Een oosterse herder moest, als een weide door zijn kudde afgegraasd was, telkens weer nieuwe weide zoeken. In God en in Zijn heil is nooit een weide afgegraasd. Die is altijd vers, daar kan men wel altijd blijven. Daar raakt men nooit verzadigd. „Hij doet mij nederliggen in grazige weiden, Hij voert mij zachtkens aan zeer stille wateren. Mijn beker is overvloeiende." Als een schaap afdwaalt en in het dorre moet wonen met een dorre ziel, dan ligt dat aan de Herder niet, dan ligt dat aan de weide niet.

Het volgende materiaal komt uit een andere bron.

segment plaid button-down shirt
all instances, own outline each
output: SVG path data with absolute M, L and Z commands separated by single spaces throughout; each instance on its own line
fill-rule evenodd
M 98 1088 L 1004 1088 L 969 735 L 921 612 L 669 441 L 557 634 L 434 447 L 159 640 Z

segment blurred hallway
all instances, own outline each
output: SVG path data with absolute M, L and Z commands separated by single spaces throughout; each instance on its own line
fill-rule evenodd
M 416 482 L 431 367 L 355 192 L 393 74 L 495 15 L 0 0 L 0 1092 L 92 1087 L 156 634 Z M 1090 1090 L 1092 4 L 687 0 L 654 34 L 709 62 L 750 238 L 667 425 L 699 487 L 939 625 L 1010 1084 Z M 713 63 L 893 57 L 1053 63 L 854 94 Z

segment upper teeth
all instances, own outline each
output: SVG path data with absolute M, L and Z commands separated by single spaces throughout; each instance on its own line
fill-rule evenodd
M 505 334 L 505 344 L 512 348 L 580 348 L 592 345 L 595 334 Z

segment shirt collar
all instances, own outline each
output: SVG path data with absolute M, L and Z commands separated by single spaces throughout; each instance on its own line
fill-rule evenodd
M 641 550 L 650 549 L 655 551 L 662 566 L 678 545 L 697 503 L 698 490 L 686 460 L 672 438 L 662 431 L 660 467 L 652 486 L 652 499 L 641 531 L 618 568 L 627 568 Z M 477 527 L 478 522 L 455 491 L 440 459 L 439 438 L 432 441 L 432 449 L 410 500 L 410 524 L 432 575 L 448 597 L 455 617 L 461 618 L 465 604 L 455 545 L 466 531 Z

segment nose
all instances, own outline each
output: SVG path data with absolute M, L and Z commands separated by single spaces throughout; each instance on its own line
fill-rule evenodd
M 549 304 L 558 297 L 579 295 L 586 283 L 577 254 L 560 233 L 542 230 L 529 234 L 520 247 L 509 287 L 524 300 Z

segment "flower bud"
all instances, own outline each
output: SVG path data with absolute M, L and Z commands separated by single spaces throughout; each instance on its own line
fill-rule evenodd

Hoewel geen weide ooit gebrek aan voedsel heeft, zo voert de Herder Zijn schapen toch altijd weer in nieuwe weiden. Daar is in God en in Zijn heil, daar is in het Woord Gods zoveel, dat men er nooit in uitgeleerd komt. Daar is in Hem zoveel, dat men maar geleid moet worden van stuk tot stuk, van weide tot weide, van heerlijkheid tot heerlijkheid. En de schapen zeggen: „De God des heils wil mij ten Herder wezen, 'k Heb geen gebrek, 'k heb geen gevaar te vrezen. Mijn beker is overvloeiende."

En zij zullen wonen.

Dat zijn dan de overigen Zijner broederen, die zich bekeren met de kinderen Israëls. Dat zijn dan de geredden uit der

leeuwen muil. Dat zijn dan de geleide en de geweide schapen van de Herder Israëls. Algemeen gaat de praat, dat de Heere Jezus voor allen geboren is en dat Hij voor alle mensen gestorven is. De bijbel vertelt u dat anders: , , En Hij is voor allen gestorven, opdat degenen die leven, niet meer zichzelf leven, maar Dien, Die voor hen gestorven is." U kunt het wenden en keren hoe u het wilt, maar het is alleen voor die zich bekeren. Zelfs uit het verkoren volk Israël, voor die zich bekeren!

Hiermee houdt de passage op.